$(e_n)_{n=1}^{\infty}$ orthonormal in a Hilbert space H, $\overline{\text{Span}(E)}\neq H$, why does there exist an $0\neq f\in H$, $f\in E^{\perp}$

Question

If $E=(e_n)_{n=1}^{\infty}$ is an orthonormal sequence in a Hilbert space H such that $\overline{\text{Span}(E)}\neq H$, why does it follow that there exists an $0\neq f\in H$ with $f\in E^{\perp}$. This is part of a larger question on finding the eigenvalues of the compact self-adjoint operator $$Ax=\sum_{n=1}^{\infty}\lambda_n\langle x,e_n\rangle e_n$$ so the spectral theorem says that each $\lambda_i$ is an eigenvalue, but in the solutions to the problem, they claim the existence of the $f$ above as an eigenvector to the eigenvalue $0$. Is it obvious that it exists?
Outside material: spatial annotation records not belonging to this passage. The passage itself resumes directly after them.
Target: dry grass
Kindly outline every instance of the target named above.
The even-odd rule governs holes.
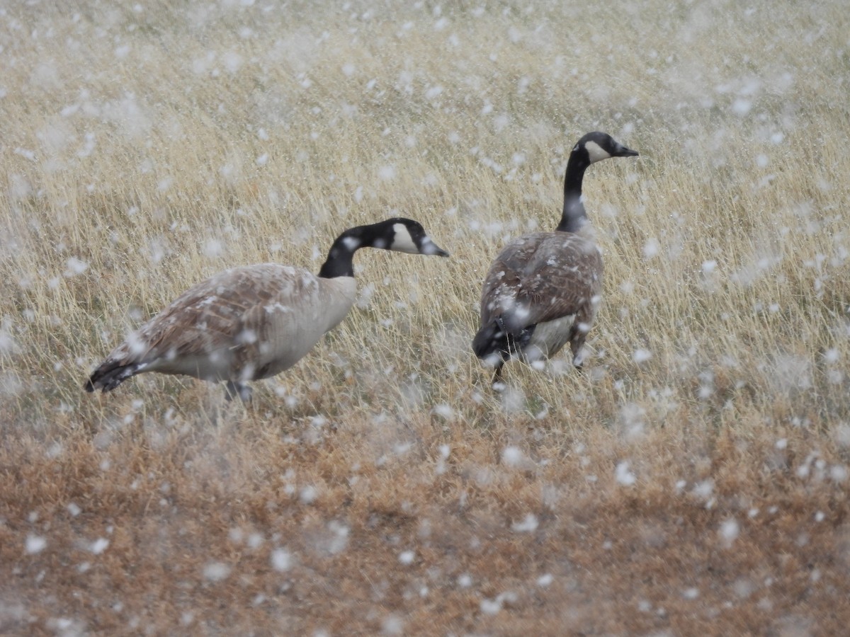
[[[840,633],[845,13],[0,9],[0,632]],[[586,373],[494,396],[480,280],[592,129],[641,157],[586,180]],[[82,392],[190,283],[394,214],[452,259],[360,254],[359,307],[250,407]]]

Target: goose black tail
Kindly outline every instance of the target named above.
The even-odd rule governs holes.
[[[92,372],[92,375],[82,386],[87,392],[101,390],[104,393],[111,392],[130,376],[139,371],[138,364],[123,364],[117,361],[105,361],[100,367]]]
[[[502,317],[496,317],[478,330],[473,339],[473,352],[479,358],[487,358],[497,353],[503,362],[507,361],[512,353],[521,351],[528,344],[534,329],[535,325],[530,325],[518,334],[512,334]]]

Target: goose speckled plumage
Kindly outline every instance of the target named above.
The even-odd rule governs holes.
[[[473,350],[496,368],[494,383],[512,357],[534,363],[567,343],[573,364],[581,368],[581,348],[602,298],[603,269],[581,195],[584,173],[596,161],[637,155],[604,132],[582,137],[567,162],[558,228],[513,239],[493,261]]]
[[[137,374],[159,372],[224,381],[228,398],[247,400],[246,381],[289,369],[345,318],[357,296],[352,259],[365,247],[449,256],[421,224],[395,217],[343,232],[318,275],[277,263],[224,270],[112,350],[86,391],[109,392]]]

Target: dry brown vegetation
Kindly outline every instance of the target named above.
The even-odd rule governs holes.
[[[585,4],[0,8],[0,633],[846,629],[846,8]],[[494,394],[481,278],[593,129],[641,156],[586,179],[586,373]],[[190,284],[395,214],[452,258],[359,253],[252,404],[82,392]]]

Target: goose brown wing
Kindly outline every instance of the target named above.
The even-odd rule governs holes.
[[[309,273],[273,263],[225,270],[187,290],[114,353],[124,347],[126,362],[144,363],[244,348],[263,335],[252,333],[258,324],[250,318],[267,306],[286,307],[309,280]]]
[[[571,233],[535,233],[511,241],[484,279],[481,317],[512,328],[575,314],[602,289],[596,245]]]

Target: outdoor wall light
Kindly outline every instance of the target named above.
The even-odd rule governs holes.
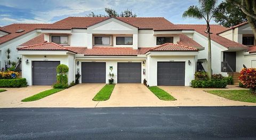
[[[188,65],[190,65],[190,64],[191,64],[191,62],[190,62],[190,60],[188,60]]]

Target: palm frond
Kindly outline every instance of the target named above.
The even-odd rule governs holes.
[[[193,18],[197,19],[204,18],[203,11],[196,6],[190,6],[182,14],[183,18]]]

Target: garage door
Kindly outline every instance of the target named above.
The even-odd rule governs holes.
[[[185,62],[157,62],[157,85],[185,85]]]
[[[117,82],[118,83],[141,83],[141,63],[118,63]]]
[[[82,82],[106,83],[106,63],[82,63]]]
[[[53,85],[56,83],[56,67],[60,64],[59,61],[33,61],[32,63],[33,85]]]

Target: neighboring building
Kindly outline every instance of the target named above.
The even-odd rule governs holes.
[[[41,29],[47,24],[12,24],[3,27],[0,27],[0,67],[5,68],[7,63],[5,51],[10,48],[11,53],[10,60],[17,62],[17,47],[22,44],[38,36]],[[6,63],[5,63],[6,62]]]
[[[196,71],[207,70],[206,28],[163,18],[69,17],[21,43],[22,77],[30,85],[51,85],[56,66],[64,64],[69,83],[79,73],[81,83],[108,83],[111,73],[116,83],[189,86]],[[213,73],[228,75],[226,62],[238,72],[237,54],[248,47],[219,34],[228,29],[211,28]]]

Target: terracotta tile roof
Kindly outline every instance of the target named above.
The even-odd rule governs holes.
[[[19,47],[18,50],[67,50],[76,53],[73,50],[69,50],[67,47],[63,47],[53,42],[46,42],[40,44],[29,45],[22,47]]]
[[[193,47],[179,44],[166,43],[156,47],[150,51],[198,51],[198,50]]]
[[[196,42],[193,39],[189,38],[184,34],[181,34],[180,36],[180,41],[177,42],[178,44],[188,47],[203,47],[201,45]]]
[[[20,45],[20,46],[28,46],[35,44],[40,44],[46,42],[47,41],[44,40],[44,34],[41,34],[38,36],[28,40],[28,41]]]
[[[69,47],[69,49],[85,56],[137,56],[144,55],[152,47],[139,48],[138,50],[131,47],[93,47],[87,49],[81,47]]]
[[[3,27],[0,27],[0,30],[1,30],[1,31],[4,31],[4,32],[5,32],[10,33],[10,32],[9,32],[6,29],[4,29],[4,28],[3,28]]]
[[[242,23],[240,23],[240,24],[238,24],[238,25],[236,25],[231,27],[230,27],[230,28],[228,28],[228,29],[227,29],[227,30],[224,30],[224,31],[222,31],[218,33],[218,34],[220,34],[220,33],[223,33],[223,32],[224,32],[227,31],[228,31],[228,30],[231,30],[231,29],[235,29],[235,28],[236,28],[242,26],[242,25],[243,25],[247,24],[247,23],[248,23],[248,22],[242,22]]]
[[[181,28],[183,30],[195,30],[198,33],[207,37],[207,33],[205,32],[206,30],[206,25],[193,25],[193,24],[179,24]],[[229,47],[234,48],[247,48],[247,47],[242,44],[231,41],[224,37],[221,37],[217,33],[227,30],[227,28],[219,25],[211,25],[211,38],[215,42],[221,45],[222,46],[228,48]]]
[[[113,17],[68,17],[50,24],[45,29],[86,29],[88,27]],[[154,30],[181,30],[164,18],[114,18],[140,29]]]
[[[254,53],[256,52],[256,46],[252,47],[248,47],[247,49],[249,53]]]
[[[10,32],[10,34],[0,37],[0,44],[2,44],[15,38],[20,37],[36,29],[41,29],[48,25],[49,24],[20,24],[15,23],[5,26],[5,30]],[[19,30],[25,31],[20,33],[15,32]]]

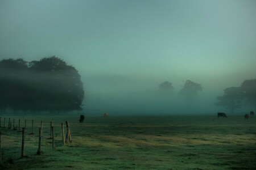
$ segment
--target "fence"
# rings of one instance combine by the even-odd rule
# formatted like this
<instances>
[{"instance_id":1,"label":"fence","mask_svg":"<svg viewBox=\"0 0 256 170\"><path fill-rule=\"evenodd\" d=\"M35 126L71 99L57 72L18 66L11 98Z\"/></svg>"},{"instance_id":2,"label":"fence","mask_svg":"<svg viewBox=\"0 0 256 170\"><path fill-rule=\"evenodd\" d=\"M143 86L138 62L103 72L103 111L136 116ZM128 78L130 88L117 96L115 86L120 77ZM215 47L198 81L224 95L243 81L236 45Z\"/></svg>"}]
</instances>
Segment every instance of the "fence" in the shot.
<instances>
[{"instance_id":1,"label":"fence","mask_svg":"<svg viewBox=\"0 0 256 170\"><path fill-rule=\"evenodd\" d=\"M65 125L46 122L44 126L42 121L5 117L3 120L0 117L0 164L21 157L40 155L42 151L47 152L56 146L72 142L68 121Z\"/></svg>"}]
</instances>

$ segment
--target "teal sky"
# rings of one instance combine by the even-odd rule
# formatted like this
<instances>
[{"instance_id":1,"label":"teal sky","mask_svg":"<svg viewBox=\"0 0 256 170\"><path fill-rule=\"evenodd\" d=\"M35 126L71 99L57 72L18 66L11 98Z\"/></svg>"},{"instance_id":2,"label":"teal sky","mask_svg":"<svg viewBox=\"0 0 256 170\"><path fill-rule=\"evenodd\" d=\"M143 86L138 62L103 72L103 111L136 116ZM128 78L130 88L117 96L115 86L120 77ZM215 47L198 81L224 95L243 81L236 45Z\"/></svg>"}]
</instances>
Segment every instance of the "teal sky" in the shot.
<instances>
[{"instance_id":1,"label":"teal sky","mask_svg":"<svg viewBox=\"0 0 256 170\"><path fill-rule=\"evenodd\" d=\"M256 78L255 1L0 1L0 59L55 55L86 94Z\"/></svg>"}]
</instances>

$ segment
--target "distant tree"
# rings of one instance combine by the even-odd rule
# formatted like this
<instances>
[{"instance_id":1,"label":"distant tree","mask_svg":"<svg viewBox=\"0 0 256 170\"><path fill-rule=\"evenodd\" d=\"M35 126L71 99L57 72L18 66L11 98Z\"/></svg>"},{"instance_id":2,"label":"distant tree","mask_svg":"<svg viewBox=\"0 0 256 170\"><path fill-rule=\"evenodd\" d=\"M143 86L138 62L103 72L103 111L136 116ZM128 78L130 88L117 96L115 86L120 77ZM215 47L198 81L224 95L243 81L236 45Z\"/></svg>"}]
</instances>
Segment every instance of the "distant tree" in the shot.
<instances>
[{"instance_id":1,"label":"distant tree","mask_svg":"<svg viewBox=\"0 0 256 170\"><path fill-rule=\"evenodd\" d=\"M251 105L256 110L256 79L243 81L241 88L245 104Z\"/></svg>"},{"instance_id":2,"label":"distant tree","mask_svg":"<svg viewBox=\"0 0 256 170\"><path fill-rule=\"evenodd\" d=\"M52 56L32 61L30 67L39 74L36 82L41 87L34 109L50 112L81 109L84 91L81 76L73 66Z\"/></svg>"},{"instance_id":3,"label":"distant tree","mask_svg":"<svg viewBox=\"0 0 256 170\"><path fill-rule=\"evenodd\" d=\"M23 86L23 75L28 70L27 62L23 59L7 59L0 61L0 110L7 107L13 109L24 107L23 96L26 87Z\"/></svg>"},{"instance_id":4,"label":"distant tree","mask_svg":"<svg viewBox=\"0 0 256 170\"><path fill-rule=\"evenodd\" d=\"M217 99L218 102L215 105L225 107L231 113L233 113L234 109L241 108L242 105L241 88L234 87L226 88L224 90L224 94L217 96Z\"/></svg>"},{"instance_id":5,"label":"distant tree","mask_svg":"<svg viewBox=\"0 0 256 170\"><path fill-rule=\"evenodd\" d=\"M84 92L77 70L52 56L28 63L0 61L0 110L50 112L81 109Z\"/></svg>"},{"instance_id":6,"label":"distant tree","mask_svg":"<svg viewBox=\"0 0 256 170\"><path fill-rule=\"evenodd\" d=\"M194 83L187 80L179 94L187 98L188 101L192 102L193 99L197 95L198 91L201 91L203 87L200 84Z\"/></svg>"},{"instance_id":7,"label":"distant tree","mask_svg":"<svg viewBox=\"0 0 256 170\"><path fill-rule=\"evenodd\" d=\"M162 83L158 87L159 87L159 90L164 91L170 91L174 89L174 87L172 87L172 83L168 81Z\"/></svg>"}]
</instances>

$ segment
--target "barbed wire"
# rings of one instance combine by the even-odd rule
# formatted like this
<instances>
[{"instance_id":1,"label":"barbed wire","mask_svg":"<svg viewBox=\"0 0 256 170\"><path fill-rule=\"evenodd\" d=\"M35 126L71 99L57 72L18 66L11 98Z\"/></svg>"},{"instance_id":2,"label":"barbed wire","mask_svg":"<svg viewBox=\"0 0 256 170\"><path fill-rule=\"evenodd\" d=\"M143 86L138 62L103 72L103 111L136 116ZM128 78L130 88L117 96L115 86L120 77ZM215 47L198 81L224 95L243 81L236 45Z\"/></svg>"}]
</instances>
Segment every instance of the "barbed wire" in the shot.
<instances>
[{"instance_id":1,"label":"barbed wire","mask_svg":"<svg viewBox=\"0 0 256 170\"><path fill-rule=\"evenodd\" d=\"M2 163L13 161L22 156L22 128L25 128L24 153L26 156L36 154L39 147L39 128L41 121L34 121L32 119L5 118L5 128L3 119L0 123L1 132ZM12 124L11 124L12 123ZM63 145L63 131L61 125L54 125L53 136L57 146ZM64 140L67 133L66 127L64 128ZM43 151L52 150L50 122L43 122L42 129L41 147ZM56 144L55 144L56 145Z\"/></svg>"}]
</instances>

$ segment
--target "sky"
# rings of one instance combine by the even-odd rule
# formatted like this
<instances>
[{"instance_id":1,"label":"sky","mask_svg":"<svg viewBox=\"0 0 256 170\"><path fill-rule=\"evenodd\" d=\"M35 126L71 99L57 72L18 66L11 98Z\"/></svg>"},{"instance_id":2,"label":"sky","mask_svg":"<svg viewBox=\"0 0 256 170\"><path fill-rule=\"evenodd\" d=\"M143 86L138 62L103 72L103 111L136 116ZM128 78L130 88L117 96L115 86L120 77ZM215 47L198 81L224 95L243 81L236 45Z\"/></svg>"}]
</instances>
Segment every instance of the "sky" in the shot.
<instances>
[{"instance_id":1,"label":"sky","mask_svg":"<svg viewBox=\"0 0 256 170\"><path fill-rule=\"evenodd\" d=\"M0 1L0 60L61 58L85 105L187 79L212 105L256 78L255 30L255 1Z\"/></svg>"}]
</instances>

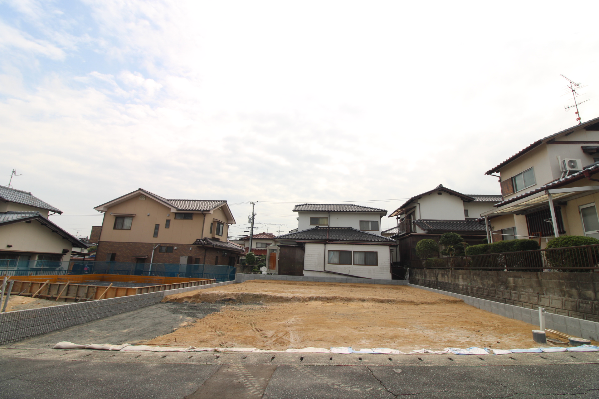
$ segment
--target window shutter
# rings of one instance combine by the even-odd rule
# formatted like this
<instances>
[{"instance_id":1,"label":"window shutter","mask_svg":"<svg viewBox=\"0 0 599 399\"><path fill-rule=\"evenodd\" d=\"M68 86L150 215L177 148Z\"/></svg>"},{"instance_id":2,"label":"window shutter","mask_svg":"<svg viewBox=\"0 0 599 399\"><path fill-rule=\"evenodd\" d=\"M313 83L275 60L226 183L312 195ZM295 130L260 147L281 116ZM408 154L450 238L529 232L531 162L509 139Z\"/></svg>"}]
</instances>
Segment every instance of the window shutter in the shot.
<instances>
[{"instance_id":1,"label":"window shutter","mask_svg":"<svg viewBox=\"0 0 599 399\"><path fill-rule=\"evenodd\" d=\"M501 196L506 196L512 194L514 192L514 185L512 182L512 178L506 179L501 182Z\"/></svg>"}]
</instances>

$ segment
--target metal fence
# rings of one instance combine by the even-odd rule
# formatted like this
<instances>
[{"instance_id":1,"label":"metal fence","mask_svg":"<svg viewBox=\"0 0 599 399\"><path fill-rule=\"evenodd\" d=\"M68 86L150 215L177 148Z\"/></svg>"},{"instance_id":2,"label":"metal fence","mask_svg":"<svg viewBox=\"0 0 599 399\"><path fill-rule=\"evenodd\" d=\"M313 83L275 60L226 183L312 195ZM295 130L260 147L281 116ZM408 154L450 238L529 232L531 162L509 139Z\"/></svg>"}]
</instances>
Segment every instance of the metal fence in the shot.
<instances>
[{"instance_id":1,"label":"metal fence","mask_svg":"<svg viewBox=\"0 0 599 399\"><path fill-rule=\"evenodd\" d=\"M406 261L414 269L512 272L599 272L599 244Z\"/></svg>"}]
</instances>

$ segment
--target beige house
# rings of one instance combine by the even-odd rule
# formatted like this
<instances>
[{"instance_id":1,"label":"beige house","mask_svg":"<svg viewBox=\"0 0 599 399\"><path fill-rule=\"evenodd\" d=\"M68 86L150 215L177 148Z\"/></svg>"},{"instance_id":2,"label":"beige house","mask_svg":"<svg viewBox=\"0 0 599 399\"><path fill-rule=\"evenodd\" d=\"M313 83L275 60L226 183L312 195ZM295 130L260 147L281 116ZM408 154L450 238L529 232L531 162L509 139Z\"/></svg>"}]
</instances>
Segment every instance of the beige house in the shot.
<instances>
[{"instance_id":1,"label":"beige house","mask_svg":"<svg viewBox=\"0 0 599 399\"><path fill-rule=\"evenodd\" d=\"M492 240L539 237L544 248L559 234L599 238L598 172L599 118L538 140L487 171L500 178L504 199L482 215Z\"/></svg>"},{"instance_id":2,"label":"beige house","mask_svg":"<svg viewBox=\"0 0 599 399\"><path fill-rule=\"evenodd\" d=\"M225 200L167 199L139 188L94 209L104 214L90 238L96 263L132 262L138 272L150 263L179 264L193 273L199 264L234 266L243 252L227 239L235 222Z\"/></svg>"},{"instance_id":3,"label":"beige house","mask_svg":"<svg viewBox=\"0 0 599 399\"><path fill-rule=\"evenodd\" d=\"M62 211L28 191L0 185L0 272L68 269L71 250L87 245L48 219Z\"/></svg>"}]
</instances>

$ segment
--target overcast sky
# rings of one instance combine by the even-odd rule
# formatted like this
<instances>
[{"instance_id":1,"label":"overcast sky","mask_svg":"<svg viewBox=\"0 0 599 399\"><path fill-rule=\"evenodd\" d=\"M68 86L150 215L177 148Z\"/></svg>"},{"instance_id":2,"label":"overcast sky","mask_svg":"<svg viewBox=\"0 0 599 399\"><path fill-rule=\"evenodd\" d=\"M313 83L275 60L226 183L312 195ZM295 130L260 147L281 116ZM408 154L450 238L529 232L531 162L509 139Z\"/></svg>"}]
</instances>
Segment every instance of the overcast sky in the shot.
<instances>
[{"instance_id":1,"label":"overcast sky","mask_svg":"<svg viewBox=\"0 0 599 399\"><path fill-rule=\"evenodd\" d=\"M142 187L224 199L247 230L295 203L389 211L599 116L591 2L0 0L0 184L89 235ZM395 224L384 218L383 227Z\"/></svg>"}]
</instances>

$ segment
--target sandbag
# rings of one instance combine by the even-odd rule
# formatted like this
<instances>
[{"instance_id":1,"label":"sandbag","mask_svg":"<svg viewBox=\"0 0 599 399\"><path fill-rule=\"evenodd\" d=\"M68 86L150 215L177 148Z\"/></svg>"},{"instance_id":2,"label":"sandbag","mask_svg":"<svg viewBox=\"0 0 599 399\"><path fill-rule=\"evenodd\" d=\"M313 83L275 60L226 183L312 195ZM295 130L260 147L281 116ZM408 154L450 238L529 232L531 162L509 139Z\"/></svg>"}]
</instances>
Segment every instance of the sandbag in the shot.
<instances>
[{"instance_id":1,"label":"sandbag","mask_svg":"<svg viewBox=\"0 0 599 399\"><path fill-rule=\"evenodd\" d=\"M296 349L295 348L290 348L289 349L285 351L288 353L292 354L304 354L304 353L315 353L315 354L328 354L331 351L328 349L325 349L323 348L304 348L301 349Z\"/></svg>"},{"instance_id":2,"label":"sandbag","mask_svg":"<svg viewBox=\"0 0 599 399\"><path fill-rule=\"evenodd\" d=\"M353 353L353 349L351 346L341 346L340 348L331 348L331 352L333 354L341 354L341 355L349 355Z\"/></svg>"},{"instance_id":3,"label":"sandbag","mask_svg":"<svg viewBox=\"0 0 599 399\"><path fill-rule=\"evenodd\" d=\"M82 349L87 345L78 345L68 341L61 341L54 346L55 349Z\"/></svg>"},{"instance_id":4,"label":"sandbag","mask_svg":"<svg viewBox=\"0 0 599 399\"><path fill-rule=\"evenodd\" d=\"M332 351L331 351L332 352ZM385 354L386 355L405 355L404 352L397 349L390 349L388 348L373 348L373 352L376 354Z\"/></svg>"}]
</instances>

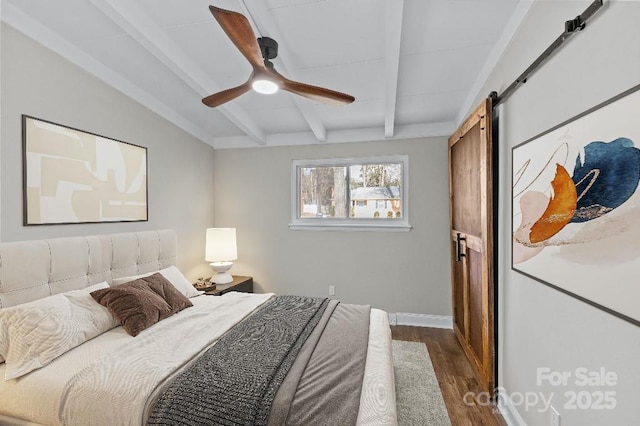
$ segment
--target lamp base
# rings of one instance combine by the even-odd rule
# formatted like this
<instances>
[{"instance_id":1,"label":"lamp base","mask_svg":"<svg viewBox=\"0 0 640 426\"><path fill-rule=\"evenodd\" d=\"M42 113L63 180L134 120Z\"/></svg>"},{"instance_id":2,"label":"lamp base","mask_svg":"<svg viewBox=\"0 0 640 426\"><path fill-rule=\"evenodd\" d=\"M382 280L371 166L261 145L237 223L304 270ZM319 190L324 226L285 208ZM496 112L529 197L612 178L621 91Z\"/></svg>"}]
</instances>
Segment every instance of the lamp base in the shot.
<instances>
[{"instance_id":1,"label":"lamp base","mask_svg":"<svg viewBox=\"0 0 640 426\"><path fill-rule=\"evenodd\" d=\"M211 267L216 272L211 277L211 282L215 284L229 284L233 277L227 271L231 269L233 262L213 262Z\"/></svg>"}]
</instances>

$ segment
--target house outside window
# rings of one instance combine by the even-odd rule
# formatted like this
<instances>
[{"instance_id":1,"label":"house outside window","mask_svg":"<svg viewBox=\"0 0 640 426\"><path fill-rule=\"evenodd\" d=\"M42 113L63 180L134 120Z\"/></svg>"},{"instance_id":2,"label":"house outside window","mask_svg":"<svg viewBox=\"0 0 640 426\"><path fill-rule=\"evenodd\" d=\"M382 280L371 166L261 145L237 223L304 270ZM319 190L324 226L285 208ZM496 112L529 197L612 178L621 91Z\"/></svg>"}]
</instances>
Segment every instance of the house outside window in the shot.
<instances>
[{"instance_id":1,"label":"house outside window","mask_svg":"<svg viewBox=\"0 0 640 426\"><path fill-rule=\"evenodd\" d=\"M408 156L294 160L291 229L408 231Z\"/></svg>"}]
</instances>

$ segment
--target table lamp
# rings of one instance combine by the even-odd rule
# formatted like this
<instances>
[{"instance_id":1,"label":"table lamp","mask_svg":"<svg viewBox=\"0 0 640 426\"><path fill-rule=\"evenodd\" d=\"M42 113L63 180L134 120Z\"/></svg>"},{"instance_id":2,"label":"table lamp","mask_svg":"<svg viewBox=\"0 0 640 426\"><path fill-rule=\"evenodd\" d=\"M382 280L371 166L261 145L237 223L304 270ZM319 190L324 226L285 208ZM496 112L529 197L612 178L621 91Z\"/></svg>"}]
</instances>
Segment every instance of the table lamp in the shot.
<instances>
[{"instance_id":1,"label":"table lamp","mask_svg":"<svg viewBox=\"0 0 640 426\"><path fill-rule=\"evenodd\" d=\"M215 274L211 282L228 284L233 277L228 273L233 260L238 258L236 228L209 228L205 247L205 260L211 262Z\"/></svg>"}]
</instances>

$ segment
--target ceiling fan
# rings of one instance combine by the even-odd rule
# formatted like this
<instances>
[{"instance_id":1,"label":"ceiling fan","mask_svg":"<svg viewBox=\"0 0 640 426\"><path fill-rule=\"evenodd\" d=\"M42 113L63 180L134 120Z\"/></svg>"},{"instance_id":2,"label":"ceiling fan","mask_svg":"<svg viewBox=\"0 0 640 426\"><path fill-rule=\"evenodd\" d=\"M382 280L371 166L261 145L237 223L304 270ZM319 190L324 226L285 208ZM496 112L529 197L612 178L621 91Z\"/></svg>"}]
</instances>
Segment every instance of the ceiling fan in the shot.
<instances>
[{"instance_id":1,"label":"ceiling fan","mask_svg":"<svg viewBox=\"0 0 640 426\"><path fill-rule=\"evenodd\" d=\"M240 86L223 90L202 99L202 103L212 108L237 98L250 89L258 93L271 94L278 90L303 96L330 105L347 105L355 100L351 95L298 83L283 77L273 68L271 59L278 56L278 43L269 37L256 39L251 24L244 15L231 10L209 6L209 10L240 53L247 58L253 71L249 79Z\"/></svg>"}]
</instances>

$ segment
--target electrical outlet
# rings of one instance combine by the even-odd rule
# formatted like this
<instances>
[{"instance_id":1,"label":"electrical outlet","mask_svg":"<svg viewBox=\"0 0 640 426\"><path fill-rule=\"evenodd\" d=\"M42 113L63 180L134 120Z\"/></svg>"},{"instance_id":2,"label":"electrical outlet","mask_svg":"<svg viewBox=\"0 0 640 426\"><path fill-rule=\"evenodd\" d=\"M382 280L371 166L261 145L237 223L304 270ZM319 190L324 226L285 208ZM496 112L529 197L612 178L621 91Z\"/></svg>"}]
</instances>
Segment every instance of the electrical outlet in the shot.
<instances>
[{"instance_id":1,"label":"electrical outlet","mask_svg":"<svg viewBox=\"0 0 640 426\"><path fill-rule=\"evenodd\" d=\"M553 405L549 408L551 412L551 426L560 426L560 413L553 408Z\"/></svg>"}]
</instances>

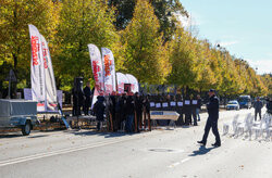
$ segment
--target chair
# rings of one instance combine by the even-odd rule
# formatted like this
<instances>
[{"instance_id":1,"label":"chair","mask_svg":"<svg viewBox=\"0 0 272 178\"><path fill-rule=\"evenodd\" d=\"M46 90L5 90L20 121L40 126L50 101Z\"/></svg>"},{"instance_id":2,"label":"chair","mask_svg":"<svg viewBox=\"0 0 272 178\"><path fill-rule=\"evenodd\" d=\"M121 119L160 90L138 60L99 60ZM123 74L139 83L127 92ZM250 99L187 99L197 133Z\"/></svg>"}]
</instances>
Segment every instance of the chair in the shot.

What am I missing?

Answer 1

Take a vector $\xi\in H$ that does not belong to $\overline{\text{span}(E)}$. Set $\eta=\xi-\sum_{e\in E}\langle\xi,e\rangle e$. Note that $\eta\neq0$, otherwise $\xi\in\overline{\text{span}(E)}$. Also note that if $e_0\in E$, then $$\langle\eta,e_0\rangle=\langle\xi,e_0\rangle-\sum_{e\in E}\langle\xi,e\rangle\cdot\langle e,e_0\rangle=\langle\xi,e_0\rangle-\langle\xi,e_0\rangle=0.$$ Since $e_0\in E$ is arbitrary, this shows that $\eta\bot e$ for all $e\in E$.

Comment: This is trivial if one knows that a Hilbert space is decomposed as $H=K\oplus K^\bot$, for any Hilbert subspace $K$. If $K\neq H$, then $K^\bot$ is non-zero so just pick any vector of $K^\bot$. Actually, the above answer is pretty much this argument with a few more details: we take a vector $\xi$ that does not belong to $K:=\overline{\text{span}(E)}$, so if we decompose$\xi=\xi_K+\xi_{K^\bot}$, then $\xi_{K^\bot}$ is non-zero. The vector $\eta$ is precisely this $\xi_{K^\bot}$ vector, i.e. the orthogonal projection of $\xi$ onto $K^\bot$.